Um dos maiores mistérios que a ciência agora procura compreender se dá no fato de a imensa maioria da massa usada que saiu as ruas pedindo o impeachment de Dilma com o discurso anticorrupção exaustivamente repetido, agora se cala diante da manutenção – descaradamente comprada – do notório corrupto Michel Temer no poder.
Segundo pesquisas, essa mesma massa de manifestantes não era, pelo menos em sua maioria, identificada com as premissas liberais de redução do Estado. Pelo contrário, eram completamente a favor – e esses eram mais um dos argumentos usados para o impeachment – de maior qualidade, e, portanto, maior investimento, dos serviços públicos como saúde, educação e transporte, encabeçados pelo Estado.
O governo sem quase nenhuma legitimidade popular de Temer aproveita sua não necessidade de reeleição futura e realiza todas as reformas impopulares para o lado de lá da luta de classes tupiniquim. Porém, não é rechaçado com a força devida pois representa – pelo menos diante da ideologia disfarçada e acostumado dos monopólios dos meios de comunicação – o realizador das reformas ditas necessárias para o Brasil.
Isso tudo sugere a reflexão sobre o não-dito ideológico. Em tempos de pós-verdade – também conhecida por pré-mentira, o que não se discute apropriadamente é um projeto de nação brasileira – ou mais especificamente, a falta de um.
Isto é, enquanto o discurso que sustenta a manutenção do golpista vampiresco é a falsa promessa de uma consistente e segura retomada da economia, o não-dito se apresenta como deveras determinante. Todo o manual econômico sugerido pelo garoto favorito dos bancos – Henrique Meirelles – garante apenas um aumento de crescimento para aqueles que já tem sua gorda fatia da economia em seus pratos.
Para além da viabilidade e funcionalidade do plano econômico liberal de desmonte do Estado – pois isso é outra discussão – o que deve ser salientado é a justa ausência duma discussão democrática a respeito do trajeto e do plano de desenvolvimento que o Brasil irá tomar, com esse ou aquele presidente.
Para além de afirmar que a ponte que Michel e sua equipe constroem não é para o futuro – e sim para um passado que deve ser urgentemente superado. E que se trata de um afogamento brasileiro no lamaçal dependente e ultra explorado da periferia capitalista – é preciso também refletir sobre qual seria o discurso predominante na mídia se, por exemplo, reformas estatizantes fossem feitas da mesma forma oligárquica. Isto é, seria cobrado um maior índice de democracia? Temer seria acusado de golpista em qualquer canal de TV? Congressistas que defendem a família e os cidadãos-de-bem derrubariam o presidente?

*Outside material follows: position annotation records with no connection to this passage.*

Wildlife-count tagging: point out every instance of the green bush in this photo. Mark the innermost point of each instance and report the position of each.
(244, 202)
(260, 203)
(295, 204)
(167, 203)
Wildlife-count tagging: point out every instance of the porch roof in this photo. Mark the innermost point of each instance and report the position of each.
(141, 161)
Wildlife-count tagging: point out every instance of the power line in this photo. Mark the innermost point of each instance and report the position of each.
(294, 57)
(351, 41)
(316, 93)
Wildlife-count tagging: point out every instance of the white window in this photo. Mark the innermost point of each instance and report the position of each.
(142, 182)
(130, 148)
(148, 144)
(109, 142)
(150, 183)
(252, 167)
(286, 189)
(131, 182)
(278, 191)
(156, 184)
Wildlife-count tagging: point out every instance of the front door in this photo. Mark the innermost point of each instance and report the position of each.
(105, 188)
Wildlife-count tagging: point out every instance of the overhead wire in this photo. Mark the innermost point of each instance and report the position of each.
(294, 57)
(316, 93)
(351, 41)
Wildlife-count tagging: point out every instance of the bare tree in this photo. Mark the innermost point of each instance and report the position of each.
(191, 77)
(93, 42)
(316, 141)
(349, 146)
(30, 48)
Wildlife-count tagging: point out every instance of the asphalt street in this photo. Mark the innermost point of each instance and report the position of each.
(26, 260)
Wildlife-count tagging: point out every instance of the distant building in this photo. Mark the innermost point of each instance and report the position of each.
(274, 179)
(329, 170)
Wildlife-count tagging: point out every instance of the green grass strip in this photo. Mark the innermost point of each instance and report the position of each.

Enquanto isso, uma ainda tímida alternativa econômica circula no meio acadêmico. O ex-tucano Bresser Pereira, se junta com vários intelectuais, de Ciro Gomes até João Pedro Stédile, para propor um plano econômico chamado Brasil Nação. Fato que, entre tantas questões que surgem, faz de mais pertinente, mais uma vez, a questão da burguesia nacional. Não há exemplos históricos, muito menos possíveis indícios atuais e futuros que alguma parte importante da burguesia tope encabeçar um projeto neodesenvolvimentista.

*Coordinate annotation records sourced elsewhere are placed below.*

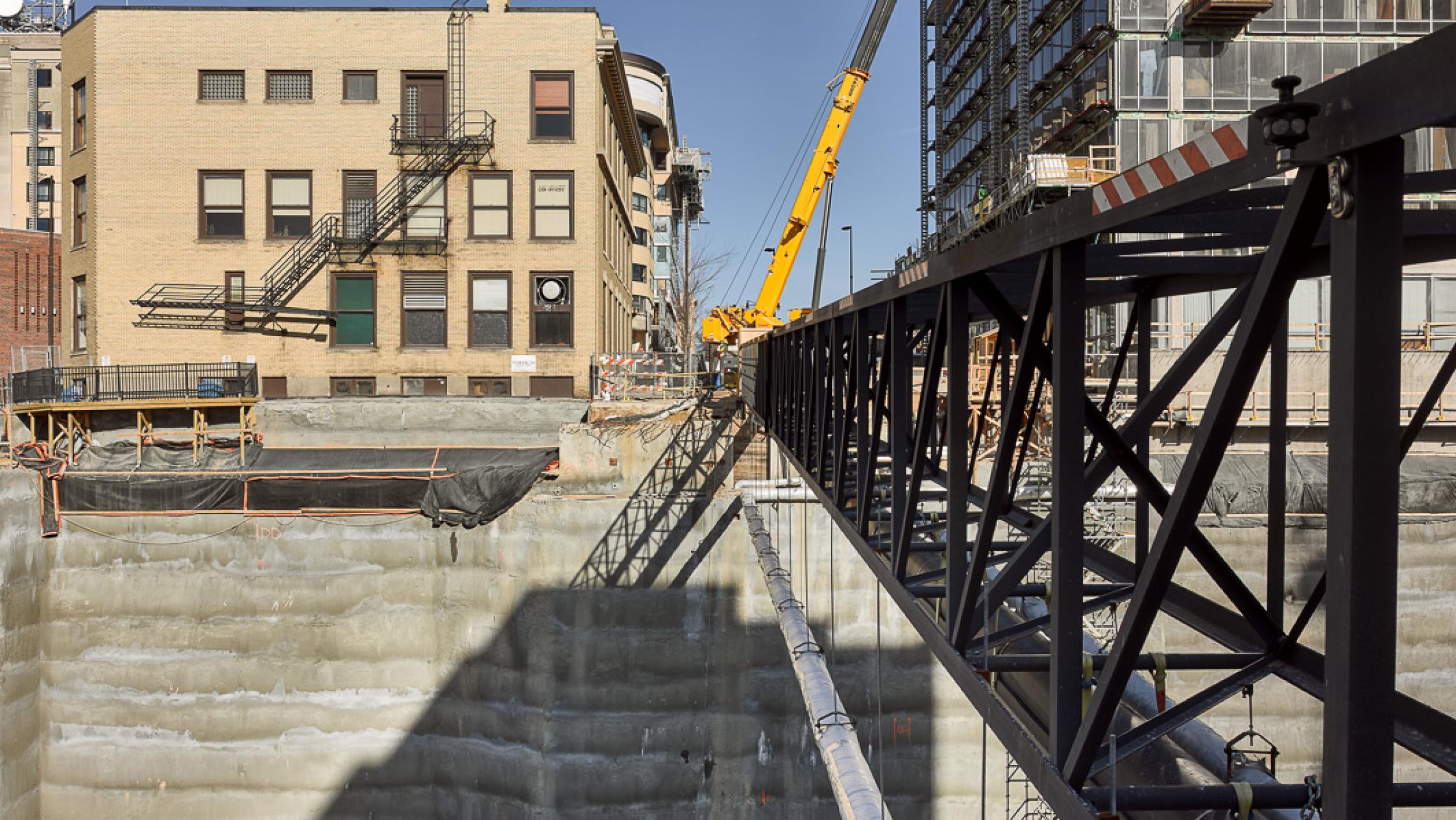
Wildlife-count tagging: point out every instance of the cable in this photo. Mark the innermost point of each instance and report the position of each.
(777, 204)
(73, 523)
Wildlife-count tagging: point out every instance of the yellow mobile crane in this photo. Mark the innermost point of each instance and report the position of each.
(723, 324)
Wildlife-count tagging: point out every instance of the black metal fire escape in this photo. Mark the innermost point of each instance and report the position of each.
(436, 149)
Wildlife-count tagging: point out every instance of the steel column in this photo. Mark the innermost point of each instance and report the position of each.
(1365, 462)
(1068, 491)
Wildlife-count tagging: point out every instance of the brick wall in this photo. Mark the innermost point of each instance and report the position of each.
(24, 290)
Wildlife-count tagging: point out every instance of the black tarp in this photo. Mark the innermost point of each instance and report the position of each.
(466, 487)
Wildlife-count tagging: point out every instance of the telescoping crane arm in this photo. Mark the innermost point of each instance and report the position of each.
(723, 324)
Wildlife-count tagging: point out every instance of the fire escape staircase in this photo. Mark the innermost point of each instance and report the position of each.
(466, 139)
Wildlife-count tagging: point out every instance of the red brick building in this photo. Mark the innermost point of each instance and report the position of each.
(28, 293)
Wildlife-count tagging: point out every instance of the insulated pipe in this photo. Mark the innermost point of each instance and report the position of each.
(849, 774)
(1194, 738)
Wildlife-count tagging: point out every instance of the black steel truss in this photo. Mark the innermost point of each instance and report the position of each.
(835, 392)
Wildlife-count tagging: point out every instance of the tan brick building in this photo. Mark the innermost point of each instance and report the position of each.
(213, 139)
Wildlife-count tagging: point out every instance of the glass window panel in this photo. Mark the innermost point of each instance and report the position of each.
(552, 191)
(354, 330)
(360, 86)
(1340, 57)
(354, 294)
(1266, 63)
(424, 328)
(554, 224)
(491, 222)
(223, 190)
(490, 328)
(552, 330)
(490, 294)
(491, 191)
(290, 191)
(1305, 63)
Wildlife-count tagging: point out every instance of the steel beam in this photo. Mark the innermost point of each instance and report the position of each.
(1363, 507)
(1068, 490)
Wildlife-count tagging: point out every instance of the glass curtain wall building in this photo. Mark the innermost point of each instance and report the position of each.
(1065, 76)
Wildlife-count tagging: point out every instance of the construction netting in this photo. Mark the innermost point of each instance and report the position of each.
(460, 487)
(626, 376)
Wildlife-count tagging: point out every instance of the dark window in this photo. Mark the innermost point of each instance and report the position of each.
(79, 314)
(290, 203)
(359, 204)
(360, 85)
(351, 386)
(290, 85)
(222, 204)
(496, 386)
(235, 292)
(550, 309)
(550, 107)
(552, 206)
(550, 386)
(491, 206)
(491, 310)
(423, 386)
(79, 112)
(79, 211)
(220, 85)
(354, 308)
(424, 309)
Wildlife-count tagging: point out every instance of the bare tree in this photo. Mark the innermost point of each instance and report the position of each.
(689, 296)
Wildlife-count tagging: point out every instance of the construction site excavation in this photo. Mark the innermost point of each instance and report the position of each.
(405, 418)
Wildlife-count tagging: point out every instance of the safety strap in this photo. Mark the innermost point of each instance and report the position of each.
(1161, 681)
(1245, 794)
(1087, 682)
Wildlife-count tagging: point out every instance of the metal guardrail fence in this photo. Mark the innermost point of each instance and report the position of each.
(637, 376)
(133, 382)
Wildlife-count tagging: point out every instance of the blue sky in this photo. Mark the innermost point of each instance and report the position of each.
(749, 79)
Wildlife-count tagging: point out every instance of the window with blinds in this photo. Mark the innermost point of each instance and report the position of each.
(550, 107)
(490, 310)
(220, 85)
(290, 204)
(425, 215)
(491, 206)
(222, 204)
(424, 309)
(359, 204)
(290, 85)
(552, 209)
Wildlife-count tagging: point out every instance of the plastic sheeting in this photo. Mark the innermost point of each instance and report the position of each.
(462, 487)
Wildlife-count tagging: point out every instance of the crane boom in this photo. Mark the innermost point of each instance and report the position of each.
(723, 324)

Para a viabilidade desse projeto se espera como ator principal a burguesia para investir e tomar os riscos do projeto. Seria tolice apostar, mais uma vez, num grande pacto nacional, sendo que por diversas vezes as classes abastadas traíram a nação? Por que o Estado brasileiro perde progressivamente seu papel de investidor? Essa é a hora de apostar num velho novo ator político.